Rekord-Brasilianer der Bundesliga: S04-Abwehrchef Naldo lässt Ze Roberto hinter sich - © © imago
Rekord-Brasilianer der Bundesliga: S04-Abwehrchef Naldo lässt Ze Roberto hinter sich - © © imago
Bundesliga

Von Zézé über Carlos Dunga bis Naldo: Die Brasilianer in der Bundesliga

Köln – Manchmal beginnt auch eine Erfolgsstory recht holprig: Als der 1. FC Köln im Sommer 1964 den Brasilianer José Gilson Rodriguez, besser bekannt als Zézé, verpflichtete, versprachen sich die "Geißböcke" eine Menge von ihrem exotischen Neuzugang. Doch der Angreifer konnte die Erwartungen nicht erfüllen: Der erste Brasilianer in der Bundesliga erwies sich als Transferflop und kehrte nach nur einer Saison mit fünf Partien in seine Heimat zurück.

Video: Brasilianer in der Bundesliga (Archiv)

War Zeze damals noch eine echte Rarität in der Bundesliga, sind Kicker vom Zuckerhut heute zwar immer noch eine Attraktion, aber gehören längst zugehörig zum Alltag: Elf Brasilianer stehen derzeit bei den 18 Vereinen unter Vertrag, darunter Leistungsträger wie Caiuby (FC Augsburg) oder Bayer Leverkusens Außenverteidiger Wendell.
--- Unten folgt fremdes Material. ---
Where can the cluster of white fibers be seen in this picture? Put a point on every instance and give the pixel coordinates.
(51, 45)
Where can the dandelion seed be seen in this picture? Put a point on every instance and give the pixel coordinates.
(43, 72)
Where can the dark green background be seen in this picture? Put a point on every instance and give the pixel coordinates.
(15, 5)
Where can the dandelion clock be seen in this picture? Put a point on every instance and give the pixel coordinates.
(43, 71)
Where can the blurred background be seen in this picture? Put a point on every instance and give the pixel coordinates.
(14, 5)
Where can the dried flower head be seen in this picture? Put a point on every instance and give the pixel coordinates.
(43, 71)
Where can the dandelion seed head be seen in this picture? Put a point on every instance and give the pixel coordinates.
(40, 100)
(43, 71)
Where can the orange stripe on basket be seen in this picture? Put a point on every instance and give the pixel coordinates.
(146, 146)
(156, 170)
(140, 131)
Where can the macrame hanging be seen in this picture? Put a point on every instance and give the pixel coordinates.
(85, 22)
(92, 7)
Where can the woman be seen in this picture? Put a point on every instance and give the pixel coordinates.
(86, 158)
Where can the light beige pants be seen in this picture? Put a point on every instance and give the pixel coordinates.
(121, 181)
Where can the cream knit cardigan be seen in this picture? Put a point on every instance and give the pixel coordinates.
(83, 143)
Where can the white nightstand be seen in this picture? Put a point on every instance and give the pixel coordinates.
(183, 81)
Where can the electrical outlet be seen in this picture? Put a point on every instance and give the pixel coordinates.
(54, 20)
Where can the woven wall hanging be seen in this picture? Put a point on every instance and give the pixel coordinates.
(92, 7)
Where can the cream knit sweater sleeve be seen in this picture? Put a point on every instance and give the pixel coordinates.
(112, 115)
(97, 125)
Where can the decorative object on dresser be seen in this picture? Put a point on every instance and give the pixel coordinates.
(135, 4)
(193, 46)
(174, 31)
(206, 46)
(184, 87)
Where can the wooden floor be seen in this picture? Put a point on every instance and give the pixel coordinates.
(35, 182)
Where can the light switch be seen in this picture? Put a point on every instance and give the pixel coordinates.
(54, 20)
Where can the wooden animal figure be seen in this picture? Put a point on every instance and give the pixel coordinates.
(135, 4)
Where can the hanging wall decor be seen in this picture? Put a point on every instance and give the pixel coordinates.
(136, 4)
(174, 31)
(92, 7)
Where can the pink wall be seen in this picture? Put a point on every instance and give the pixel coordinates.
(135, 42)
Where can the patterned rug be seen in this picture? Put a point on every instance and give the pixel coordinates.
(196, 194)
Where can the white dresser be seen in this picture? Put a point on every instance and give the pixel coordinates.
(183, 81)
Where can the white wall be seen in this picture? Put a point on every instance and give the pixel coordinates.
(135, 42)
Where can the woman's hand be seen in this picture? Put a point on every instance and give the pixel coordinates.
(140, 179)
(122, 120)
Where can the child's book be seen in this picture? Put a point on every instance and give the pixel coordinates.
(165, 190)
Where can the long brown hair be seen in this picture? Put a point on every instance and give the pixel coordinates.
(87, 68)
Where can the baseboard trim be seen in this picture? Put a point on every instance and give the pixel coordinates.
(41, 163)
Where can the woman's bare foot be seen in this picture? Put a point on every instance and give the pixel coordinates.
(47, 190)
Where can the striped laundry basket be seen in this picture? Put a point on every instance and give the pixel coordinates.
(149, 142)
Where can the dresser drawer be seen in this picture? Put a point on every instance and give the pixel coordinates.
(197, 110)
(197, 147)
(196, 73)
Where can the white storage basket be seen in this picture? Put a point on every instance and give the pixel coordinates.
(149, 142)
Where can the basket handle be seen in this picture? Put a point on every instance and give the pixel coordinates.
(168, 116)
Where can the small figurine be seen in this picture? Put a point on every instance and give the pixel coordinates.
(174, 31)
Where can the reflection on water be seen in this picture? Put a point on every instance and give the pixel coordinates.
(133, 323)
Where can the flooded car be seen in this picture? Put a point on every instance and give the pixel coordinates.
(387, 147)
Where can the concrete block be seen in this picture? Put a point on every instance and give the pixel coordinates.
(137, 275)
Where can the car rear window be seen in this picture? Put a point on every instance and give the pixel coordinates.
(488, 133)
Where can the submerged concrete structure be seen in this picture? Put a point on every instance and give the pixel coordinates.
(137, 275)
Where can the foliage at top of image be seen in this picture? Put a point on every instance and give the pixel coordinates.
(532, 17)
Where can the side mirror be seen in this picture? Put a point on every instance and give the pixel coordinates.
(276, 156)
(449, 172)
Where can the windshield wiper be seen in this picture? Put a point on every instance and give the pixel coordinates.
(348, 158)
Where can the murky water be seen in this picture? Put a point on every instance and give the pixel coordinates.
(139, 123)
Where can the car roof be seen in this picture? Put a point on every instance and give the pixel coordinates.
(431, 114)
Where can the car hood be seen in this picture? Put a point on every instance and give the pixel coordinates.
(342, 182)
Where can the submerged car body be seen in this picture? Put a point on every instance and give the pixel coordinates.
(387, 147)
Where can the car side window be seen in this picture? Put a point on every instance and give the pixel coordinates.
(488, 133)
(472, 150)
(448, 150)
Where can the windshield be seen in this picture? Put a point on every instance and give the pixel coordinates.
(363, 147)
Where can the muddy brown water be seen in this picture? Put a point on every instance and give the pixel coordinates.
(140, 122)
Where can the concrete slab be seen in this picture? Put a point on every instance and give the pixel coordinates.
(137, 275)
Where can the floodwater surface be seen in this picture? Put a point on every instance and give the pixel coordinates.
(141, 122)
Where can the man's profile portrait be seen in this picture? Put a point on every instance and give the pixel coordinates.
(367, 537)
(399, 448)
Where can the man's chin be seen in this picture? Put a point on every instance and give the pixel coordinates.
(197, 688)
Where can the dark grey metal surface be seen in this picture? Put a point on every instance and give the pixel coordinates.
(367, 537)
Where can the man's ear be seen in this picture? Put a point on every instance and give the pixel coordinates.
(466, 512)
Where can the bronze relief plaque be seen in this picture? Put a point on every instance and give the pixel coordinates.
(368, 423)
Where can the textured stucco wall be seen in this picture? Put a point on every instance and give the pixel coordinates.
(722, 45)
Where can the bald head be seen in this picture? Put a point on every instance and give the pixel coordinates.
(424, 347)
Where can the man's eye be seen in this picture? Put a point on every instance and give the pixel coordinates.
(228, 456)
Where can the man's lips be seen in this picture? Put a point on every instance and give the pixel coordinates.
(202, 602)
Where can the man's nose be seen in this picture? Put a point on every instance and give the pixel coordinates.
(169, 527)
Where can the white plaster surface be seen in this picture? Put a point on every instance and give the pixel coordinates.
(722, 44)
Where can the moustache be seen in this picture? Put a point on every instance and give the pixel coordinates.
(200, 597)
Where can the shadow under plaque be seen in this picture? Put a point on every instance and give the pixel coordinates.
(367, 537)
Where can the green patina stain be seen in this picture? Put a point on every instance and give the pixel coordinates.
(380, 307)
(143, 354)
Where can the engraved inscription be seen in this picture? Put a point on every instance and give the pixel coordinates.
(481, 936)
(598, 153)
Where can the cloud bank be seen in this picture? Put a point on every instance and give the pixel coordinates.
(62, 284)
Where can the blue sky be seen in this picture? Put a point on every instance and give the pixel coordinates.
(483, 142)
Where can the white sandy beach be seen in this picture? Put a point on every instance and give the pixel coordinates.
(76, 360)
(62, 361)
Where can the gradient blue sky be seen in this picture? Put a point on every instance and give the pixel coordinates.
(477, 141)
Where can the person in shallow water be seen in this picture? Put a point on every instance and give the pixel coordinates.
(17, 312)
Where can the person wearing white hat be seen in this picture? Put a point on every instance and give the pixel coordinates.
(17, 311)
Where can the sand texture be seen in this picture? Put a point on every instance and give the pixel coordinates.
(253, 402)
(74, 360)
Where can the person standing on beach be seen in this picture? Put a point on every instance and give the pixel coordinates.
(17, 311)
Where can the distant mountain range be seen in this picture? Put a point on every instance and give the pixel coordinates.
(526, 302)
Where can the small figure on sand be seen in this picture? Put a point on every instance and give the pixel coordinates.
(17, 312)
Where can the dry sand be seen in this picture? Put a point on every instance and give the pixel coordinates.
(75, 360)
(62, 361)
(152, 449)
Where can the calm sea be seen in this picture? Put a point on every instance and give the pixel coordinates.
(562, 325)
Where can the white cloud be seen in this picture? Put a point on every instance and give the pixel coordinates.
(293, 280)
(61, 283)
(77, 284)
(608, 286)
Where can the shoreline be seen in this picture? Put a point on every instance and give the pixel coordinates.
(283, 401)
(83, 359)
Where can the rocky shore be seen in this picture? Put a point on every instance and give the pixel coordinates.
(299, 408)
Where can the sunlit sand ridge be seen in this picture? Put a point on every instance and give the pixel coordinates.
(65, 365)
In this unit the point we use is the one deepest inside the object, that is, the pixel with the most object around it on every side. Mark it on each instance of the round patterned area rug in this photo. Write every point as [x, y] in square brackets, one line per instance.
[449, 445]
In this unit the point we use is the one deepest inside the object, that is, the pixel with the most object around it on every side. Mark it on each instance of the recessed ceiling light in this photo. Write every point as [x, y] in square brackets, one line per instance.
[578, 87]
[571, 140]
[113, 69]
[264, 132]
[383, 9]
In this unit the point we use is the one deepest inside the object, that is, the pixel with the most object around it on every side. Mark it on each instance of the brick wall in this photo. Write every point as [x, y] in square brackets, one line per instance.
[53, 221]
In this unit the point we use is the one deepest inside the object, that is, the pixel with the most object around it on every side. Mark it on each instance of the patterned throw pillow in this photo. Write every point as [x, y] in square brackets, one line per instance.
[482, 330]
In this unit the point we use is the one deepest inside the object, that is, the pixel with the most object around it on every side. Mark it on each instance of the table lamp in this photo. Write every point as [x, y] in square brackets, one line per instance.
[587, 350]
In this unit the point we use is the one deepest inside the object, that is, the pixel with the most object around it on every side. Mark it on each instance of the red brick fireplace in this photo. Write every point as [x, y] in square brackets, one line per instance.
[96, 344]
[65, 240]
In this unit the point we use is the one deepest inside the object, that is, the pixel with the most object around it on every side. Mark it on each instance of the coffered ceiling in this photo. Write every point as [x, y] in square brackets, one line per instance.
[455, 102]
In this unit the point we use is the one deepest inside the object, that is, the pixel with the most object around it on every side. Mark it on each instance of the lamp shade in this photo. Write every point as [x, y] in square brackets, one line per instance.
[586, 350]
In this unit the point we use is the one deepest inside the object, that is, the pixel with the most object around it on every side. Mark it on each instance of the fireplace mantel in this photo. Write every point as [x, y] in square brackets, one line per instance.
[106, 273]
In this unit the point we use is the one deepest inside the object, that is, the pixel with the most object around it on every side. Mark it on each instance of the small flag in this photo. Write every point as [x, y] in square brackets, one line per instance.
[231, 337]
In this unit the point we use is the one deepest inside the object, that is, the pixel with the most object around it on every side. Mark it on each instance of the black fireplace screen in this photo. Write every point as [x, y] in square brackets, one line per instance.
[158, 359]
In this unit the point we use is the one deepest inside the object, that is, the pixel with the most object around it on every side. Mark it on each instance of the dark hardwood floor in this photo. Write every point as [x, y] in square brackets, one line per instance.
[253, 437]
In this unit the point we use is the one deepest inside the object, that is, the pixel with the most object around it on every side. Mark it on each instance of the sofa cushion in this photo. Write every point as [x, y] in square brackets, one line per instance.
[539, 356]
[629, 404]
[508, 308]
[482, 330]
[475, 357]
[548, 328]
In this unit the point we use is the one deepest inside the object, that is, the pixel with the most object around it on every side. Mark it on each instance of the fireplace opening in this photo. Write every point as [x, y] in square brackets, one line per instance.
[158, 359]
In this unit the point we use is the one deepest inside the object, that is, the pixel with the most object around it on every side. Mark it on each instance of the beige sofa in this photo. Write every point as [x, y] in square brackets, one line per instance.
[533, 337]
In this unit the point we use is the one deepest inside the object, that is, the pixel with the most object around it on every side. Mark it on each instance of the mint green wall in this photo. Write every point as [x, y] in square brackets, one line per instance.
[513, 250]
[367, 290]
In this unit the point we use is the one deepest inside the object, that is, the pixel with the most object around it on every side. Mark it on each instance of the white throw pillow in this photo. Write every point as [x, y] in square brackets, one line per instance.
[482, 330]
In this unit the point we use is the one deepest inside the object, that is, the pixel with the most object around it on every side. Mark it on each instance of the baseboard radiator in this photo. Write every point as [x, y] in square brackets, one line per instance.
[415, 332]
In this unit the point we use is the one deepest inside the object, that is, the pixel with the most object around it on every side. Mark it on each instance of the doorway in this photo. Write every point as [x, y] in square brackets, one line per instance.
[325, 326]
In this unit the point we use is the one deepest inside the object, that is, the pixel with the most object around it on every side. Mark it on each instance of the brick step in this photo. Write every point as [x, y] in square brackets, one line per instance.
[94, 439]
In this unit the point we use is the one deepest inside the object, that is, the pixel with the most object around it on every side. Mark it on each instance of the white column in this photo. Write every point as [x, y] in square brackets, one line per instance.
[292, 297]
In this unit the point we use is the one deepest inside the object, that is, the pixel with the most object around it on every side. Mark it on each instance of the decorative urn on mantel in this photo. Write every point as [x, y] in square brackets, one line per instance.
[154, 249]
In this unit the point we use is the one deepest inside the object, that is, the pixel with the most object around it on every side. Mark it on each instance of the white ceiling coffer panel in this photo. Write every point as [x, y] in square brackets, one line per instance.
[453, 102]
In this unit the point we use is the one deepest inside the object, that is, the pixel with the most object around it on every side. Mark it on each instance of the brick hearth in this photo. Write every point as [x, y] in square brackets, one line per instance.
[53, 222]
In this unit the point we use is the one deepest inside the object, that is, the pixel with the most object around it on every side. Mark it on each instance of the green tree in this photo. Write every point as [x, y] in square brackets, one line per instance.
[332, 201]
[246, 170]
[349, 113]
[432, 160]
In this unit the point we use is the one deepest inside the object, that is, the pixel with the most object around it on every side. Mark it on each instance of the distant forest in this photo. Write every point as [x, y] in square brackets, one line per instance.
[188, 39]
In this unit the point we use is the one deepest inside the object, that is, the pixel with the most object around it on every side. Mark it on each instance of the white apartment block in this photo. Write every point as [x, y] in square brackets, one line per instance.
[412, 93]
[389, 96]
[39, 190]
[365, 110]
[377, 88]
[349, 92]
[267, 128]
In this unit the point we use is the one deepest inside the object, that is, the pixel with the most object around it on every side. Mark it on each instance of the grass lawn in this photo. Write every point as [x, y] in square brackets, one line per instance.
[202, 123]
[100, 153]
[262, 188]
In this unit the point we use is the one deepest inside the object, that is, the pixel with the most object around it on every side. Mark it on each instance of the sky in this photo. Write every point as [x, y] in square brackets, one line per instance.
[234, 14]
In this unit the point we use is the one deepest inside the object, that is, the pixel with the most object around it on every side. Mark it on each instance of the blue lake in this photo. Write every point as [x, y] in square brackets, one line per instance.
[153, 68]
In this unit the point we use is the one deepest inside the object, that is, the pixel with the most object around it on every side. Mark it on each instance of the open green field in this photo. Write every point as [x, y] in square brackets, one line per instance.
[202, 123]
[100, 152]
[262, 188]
Heraussticht besonders Naldo: Der Schalker Abwehrchef, einst auch für Werder Bremen und den VfL Wolfsburg aktiv, überflügelte in dieser Saison Ze Roberto als Brasilianer mit den meisten Bundesliga-Einsätzen.

Sambakicker prägen die neunziger Jahre

Der Brasilien-Boom in Deutschland begann Ende der achtziger Jahre in Leverkusen: Die Werkself verstärkte sich 1987 mit Tita, der am Rhein richtig einschlagen sollte. Zehn Treffer verbuchte der offensive Mittelfeldspieler in 21 Bundesliga-Spielen, am Ende der Saison gewann Bayer 04 sogar den UEFA-Cup. Tita zog weiter nach Italien, hinterließ aber die Basis für eine brasilianische Ära in Leverkusen. Zwei Jahre nach ihm kam Jorginho ins Rheinland – und überzeugte auf ganzer Linie: Der Abwehrmann avanciert zum absoluten Führungsspieler bei der Werkself, wechselt 1992 zum FC Bayern München und wird 1994 Deutscher Meister sowie Weltmeister.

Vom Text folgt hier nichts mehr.